MIT’s Computer Science and Artificial Intelligence Lab (CSAIL) has come up with a solution to reduce the video buffering problem that plagues online streaming despite the advances in internet bandwidth. Titled Pensieve, the system takes an AI-based approach towards delivering video by compressing it on the fly using a complex system of neural networks.

The process can be glimpsed at in the below video uploaded on the lab’s official YouTube channel. Unlike compression methods employed by, say YouTube and now other streaming sites which downgrade or upgrade the quality of the video after examining the internet to ensure the video keeps playing, Pensieve’s neural network uses past performance and tries to predict what quality could be required in the video frames ahead. It employs a neural network for the task that keeps feeding in data on the basis of which it decides the algorithm to be used for compressing and delivering the video on the fly, altering the video quality over time to achieve a smoother playback. MIT explains that Pensieve can be targeted to focus on speed, quality or a mix of both.

The research is available on a paper co-authored by Hongzi Mao, Ravi Netravali and Mohammad Alizadeh. In the paper, the trio explain that where Pensieve differs from traditional state-of-the-art methods is that the latter employ static algorithms that change the video quality over fixed points. For instance, in the case of YouTube, the video is generally encoded in certain pre-defined quality points: 144p, 240p, 360p, 480p, 720p and 1080p (with support for up to 2160p in case of 4K videos) and the algorithm keeps switching between these qualities depending upon the internet connection. With Pensieve though, the algorithm is subject to change based on factors like the amount of activity in the video and how prior frames have played out. The result, the paper quotes, is an impressive 12 to 25 percent improvement in Quality of Experience (QoE) over current algorithms.

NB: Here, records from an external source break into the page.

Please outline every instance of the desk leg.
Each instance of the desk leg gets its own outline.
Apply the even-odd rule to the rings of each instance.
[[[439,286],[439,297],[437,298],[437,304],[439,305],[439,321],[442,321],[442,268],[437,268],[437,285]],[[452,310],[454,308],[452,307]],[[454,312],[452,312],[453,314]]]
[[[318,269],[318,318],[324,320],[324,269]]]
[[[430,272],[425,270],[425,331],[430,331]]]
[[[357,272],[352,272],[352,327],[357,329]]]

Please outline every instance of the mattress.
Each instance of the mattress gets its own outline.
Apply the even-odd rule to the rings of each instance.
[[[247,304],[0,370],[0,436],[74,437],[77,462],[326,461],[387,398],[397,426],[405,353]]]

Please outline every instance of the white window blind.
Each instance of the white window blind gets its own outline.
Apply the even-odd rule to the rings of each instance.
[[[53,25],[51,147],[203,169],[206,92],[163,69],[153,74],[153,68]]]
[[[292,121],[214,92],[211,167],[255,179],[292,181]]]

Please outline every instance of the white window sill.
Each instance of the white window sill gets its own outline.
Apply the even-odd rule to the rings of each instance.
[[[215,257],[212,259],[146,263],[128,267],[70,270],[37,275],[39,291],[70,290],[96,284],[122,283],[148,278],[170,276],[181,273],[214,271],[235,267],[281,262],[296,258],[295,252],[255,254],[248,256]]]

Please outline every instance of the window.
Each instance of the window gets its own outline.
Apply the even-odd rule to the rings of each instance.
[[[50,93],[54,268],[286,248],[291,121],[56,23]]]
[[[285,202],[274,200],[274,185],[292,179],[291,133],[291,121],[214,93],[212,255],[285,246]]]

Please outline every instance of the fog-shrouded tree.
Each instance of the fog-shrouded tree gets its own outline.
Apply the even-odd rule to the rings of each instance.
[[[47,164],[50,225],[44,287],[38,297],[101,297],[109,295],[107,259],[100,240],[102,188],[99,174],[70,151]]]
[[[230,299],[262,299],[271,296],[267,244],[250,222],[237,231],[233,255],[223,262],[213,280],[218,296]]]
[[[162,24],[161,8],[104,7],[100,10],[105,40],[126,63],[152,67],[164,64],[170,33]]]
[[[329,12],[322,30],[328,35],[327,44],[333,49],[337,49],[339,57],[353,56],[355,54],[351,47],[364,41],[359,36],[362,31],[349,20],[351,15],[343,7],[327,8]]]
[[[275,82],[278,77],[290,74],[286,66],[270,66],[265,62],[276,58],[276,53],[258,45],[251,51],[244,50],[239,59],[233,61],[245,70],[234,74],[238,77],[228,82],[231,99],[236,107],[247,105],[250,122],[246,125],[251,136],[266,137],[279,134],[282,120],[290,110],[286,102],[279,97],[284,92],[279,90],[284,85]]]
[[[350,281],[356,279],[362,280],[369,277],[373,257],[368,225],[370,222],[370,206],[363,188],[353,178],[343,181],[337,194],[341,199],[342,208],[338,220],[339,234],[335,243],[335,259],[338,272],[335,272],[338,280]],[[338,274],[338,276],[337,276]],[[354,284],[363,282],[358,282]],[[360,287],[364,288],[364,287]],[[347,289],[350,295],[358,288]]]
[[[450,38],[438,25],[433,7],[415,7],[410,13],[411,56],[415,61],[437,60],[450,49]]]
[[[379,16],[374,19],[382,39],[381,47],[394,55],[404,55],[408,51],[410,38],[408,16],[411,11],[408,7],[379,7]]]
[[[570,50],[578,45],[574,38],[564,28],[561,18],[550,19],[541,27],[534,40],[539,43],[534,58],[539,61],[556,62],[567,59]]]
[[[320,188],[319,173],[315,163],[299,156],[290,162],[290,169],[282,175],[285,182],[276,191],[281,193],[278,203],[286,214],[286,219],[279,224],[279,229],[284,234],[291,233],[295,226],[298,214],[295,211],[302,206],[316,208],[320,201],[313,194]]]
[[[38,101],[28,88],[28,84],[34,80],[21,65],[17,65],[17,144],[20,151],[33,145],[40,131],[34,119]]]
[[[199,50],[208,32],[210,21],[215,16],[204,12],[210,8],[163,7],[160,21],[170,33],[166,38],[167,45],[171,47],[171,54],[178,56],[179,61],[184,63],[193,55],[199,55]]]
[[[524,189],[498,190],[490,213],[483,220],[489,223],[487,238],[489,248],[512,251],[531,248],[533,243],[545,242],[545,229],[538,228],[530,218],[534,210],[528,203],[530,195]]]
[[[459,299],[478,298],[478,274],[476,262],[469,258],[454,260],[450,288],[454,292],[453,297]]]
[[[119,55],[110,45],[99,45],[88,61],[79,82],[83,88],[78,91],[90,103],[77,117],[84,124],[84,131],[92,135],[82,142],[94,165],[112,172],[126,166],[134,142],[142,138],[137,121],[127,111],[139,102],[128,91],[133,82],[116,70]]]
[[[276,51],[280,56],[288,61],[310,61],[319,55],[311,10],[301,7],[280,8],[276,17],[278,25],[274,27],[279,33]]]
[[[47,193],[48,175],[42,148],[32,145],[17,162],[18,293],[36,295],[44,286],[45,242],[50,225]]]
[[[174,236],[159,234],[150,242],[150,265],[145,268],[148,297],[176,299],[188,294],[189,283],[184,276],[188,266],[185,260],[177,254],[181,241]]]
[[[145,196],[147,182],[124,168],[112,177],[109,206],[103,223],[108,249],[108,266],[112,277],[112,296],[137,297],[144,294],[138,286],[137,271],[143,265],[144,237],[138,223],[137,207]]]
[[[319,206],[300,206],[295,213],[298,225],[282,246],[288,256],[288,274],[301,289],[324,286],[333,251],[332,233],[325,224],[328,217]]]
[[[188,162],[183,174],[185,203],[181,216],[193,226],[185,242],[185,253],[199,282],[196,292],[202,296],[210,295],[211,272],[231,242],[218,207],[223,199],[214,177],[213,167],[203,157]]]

The team has open-sourced their findings with the entire source-code written in python being available on GitHub. The team hopes that current streaming companies will adapt the concepts behind Pensieve and implement them in their streaming services. Looking at the current state of the streaming market, Google seems most likely to give it a shot with YouTube seeing how heavily invested the company is in AI, with CEO Sundar Pichai even pivoting and boldly declaring Google’s focus from a Mobile-First to an AI-First company back during Google IO. Also, with that level of compression, the change could certainly benefit developing markets where bandwidth is often found to be in acute shortage, which is again a market where Google is paying a lot of attention to.